Planning to Renovate? Plan to Pay Fees

New York City

April 13, 2018 — Co-op and condo boards require alteration agreements – and cash.

A New York newcomer recently became a first-time shareholder in a Queens co-op. When he decided to make some modifications to his apartment, he was stunned by the menu of non-refundable fees he would be required to pay. According to co-op management documents, minor renovation requires $250 along with a $500 security deposit, and major renovation requires $500 in non-refundable fees. The shareholder asked for an explanation, but the managing agent simply told him that there’s a fee for all renovations. “My curiosity is not satisfied,” the shareholder writes to StreetEasy. “Does this go with co-op territory? Is this standard?” 

StreetEasy replies: Five hundred bucks? That’s all? Consider yourself lucky. Most co-ops require shareholders to sign an alteration agreement before making a major renovation. They then pile on the charges and fees, and the non-refundable fee is just a small part. Some typical charges: 

Security deposit: This is the biggie that will blow a hole through your proposed budget. Some buildings charge 10 to 15 percent of the total budget for the renovation (others charge a flat fee — $5,000 or more), which is held to cover any expenses incurred by the building as a result of your renovation. That’s anything from scratching the wood panel in the elevator to damage to the plumbing. 

Managing agent: The building manager will review plans, process various forms, check on contractors’ insurance coverage and coordinate schedules, all of which will be charged to you. 

Architect: A major renovation will almost certainly require review of your plans by the building’s architect or engineer. Depending on how much work you’re having done and how it may affect the rest of the building structure, you could be looking at more than $1,000 for the professional review. 

Cleaning: Although work crews will be required to clean up hallways and other common areas at the end of each day, many buildings tack on an extra $50-$100 a day to cover any extra work required of the building staff. 

Late fees: Typically, a building will set a time limit on a project – say 60 days. If the job goes into the 61st day, the building may start fining you. Fees of $100-$250 per day are usual, and you might see $1,500 per day in some tonier Manhattan buildings. 

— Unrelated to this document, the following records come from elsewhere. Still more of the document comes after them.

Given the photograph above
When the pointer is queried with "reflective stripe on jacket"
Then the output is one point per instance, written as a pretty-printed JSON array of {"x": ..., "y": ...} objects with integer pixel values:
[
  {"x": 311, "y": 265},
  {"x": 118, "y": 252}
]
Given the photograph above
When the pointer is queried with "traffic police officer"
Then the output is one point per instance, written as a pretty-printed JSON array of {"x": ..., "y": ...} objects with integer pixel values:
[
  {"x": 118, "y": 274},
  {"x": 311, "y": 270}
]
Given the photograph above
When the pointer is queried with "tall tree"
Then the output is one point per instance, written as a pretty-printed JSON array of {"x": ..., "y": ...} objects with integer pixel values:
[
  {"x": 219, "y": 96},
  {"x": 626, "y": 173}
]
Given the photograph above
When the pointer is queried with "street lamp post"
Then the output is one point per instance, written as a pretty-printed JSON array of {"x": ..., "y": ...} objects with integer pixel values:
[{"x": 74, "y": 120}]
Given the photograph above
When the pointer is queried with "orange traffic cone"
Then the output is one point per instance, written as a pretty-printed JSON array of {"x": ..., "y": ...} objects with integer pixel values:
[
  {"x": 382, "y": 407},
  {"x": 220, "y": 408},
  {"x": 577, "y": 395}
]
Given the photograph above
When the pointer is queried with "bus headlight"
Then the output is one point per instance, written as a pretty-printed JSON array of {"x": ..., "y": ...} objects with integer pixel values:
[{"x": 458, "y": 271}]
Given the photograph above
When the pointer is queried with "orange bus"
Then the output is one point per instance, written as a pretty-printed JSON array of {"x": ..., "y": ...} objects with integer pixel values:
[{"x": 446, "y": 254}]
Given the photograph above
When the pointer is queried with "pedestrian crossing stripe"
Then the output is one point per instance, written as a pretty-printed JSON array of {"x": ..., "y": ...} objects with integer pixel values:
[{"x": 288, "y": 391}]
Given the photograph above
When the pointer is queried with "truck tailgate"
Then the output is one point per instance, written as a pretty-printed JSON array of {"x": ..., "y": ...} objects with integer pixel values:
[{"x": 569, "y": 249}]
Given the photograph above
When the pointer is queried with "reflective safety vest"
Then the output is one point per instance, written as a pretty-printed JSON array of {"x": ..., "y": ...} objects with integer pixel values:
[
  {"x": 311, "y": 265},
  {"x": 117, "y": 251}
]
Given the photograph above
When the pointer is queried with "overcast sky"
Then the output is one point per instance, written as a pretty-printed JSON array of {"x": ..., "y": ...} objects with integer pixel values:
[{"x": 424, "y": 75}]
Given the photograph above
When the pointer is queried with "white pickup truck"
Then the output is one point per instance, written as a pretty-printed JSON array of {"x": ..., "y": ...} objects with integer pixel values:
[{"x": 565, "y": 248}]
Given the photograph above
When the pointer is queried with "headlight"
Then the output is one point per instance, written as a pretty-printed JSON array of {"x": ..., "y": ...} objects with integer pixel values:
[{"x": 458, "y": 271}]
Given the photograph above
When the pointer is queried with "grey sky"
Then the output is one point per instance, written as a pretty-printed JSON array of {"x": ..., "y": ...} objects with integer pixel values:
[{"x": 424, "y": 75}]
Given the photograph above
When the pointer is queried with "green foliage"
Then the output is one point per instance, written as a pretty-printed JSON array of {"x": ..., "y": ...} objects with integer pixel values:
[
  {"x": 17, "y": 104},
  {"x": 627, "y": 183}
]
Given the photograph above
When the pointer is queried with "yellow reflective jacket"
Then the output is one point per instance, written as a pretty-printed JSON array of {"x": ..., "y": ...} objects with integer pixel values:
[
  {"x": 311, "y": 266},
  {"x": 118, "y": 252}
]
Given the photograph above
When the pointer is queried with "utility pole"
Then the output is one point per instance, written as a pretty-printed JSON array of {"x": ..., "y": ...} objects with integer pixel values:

Once the work is complete, the shareholder might decide to sublet the apartment. If so, there will surely be sublet fees. At a large co-op on the Lower East Side, the current policy forbids shareholders from subletting their apartments during their first two years in the building. After that, the shareholder pays a fee equal to 100 percent of maintenance for the first two years of a sublet; 112.5 percent for the second two years; and 125 percent every year after that. But the high rents New York City apartments fetch today make the fees worth it to shareholders. Those fees generate more than $700,000 of the co-op’s annual operating budget of $25 million – not an insignificant contribution.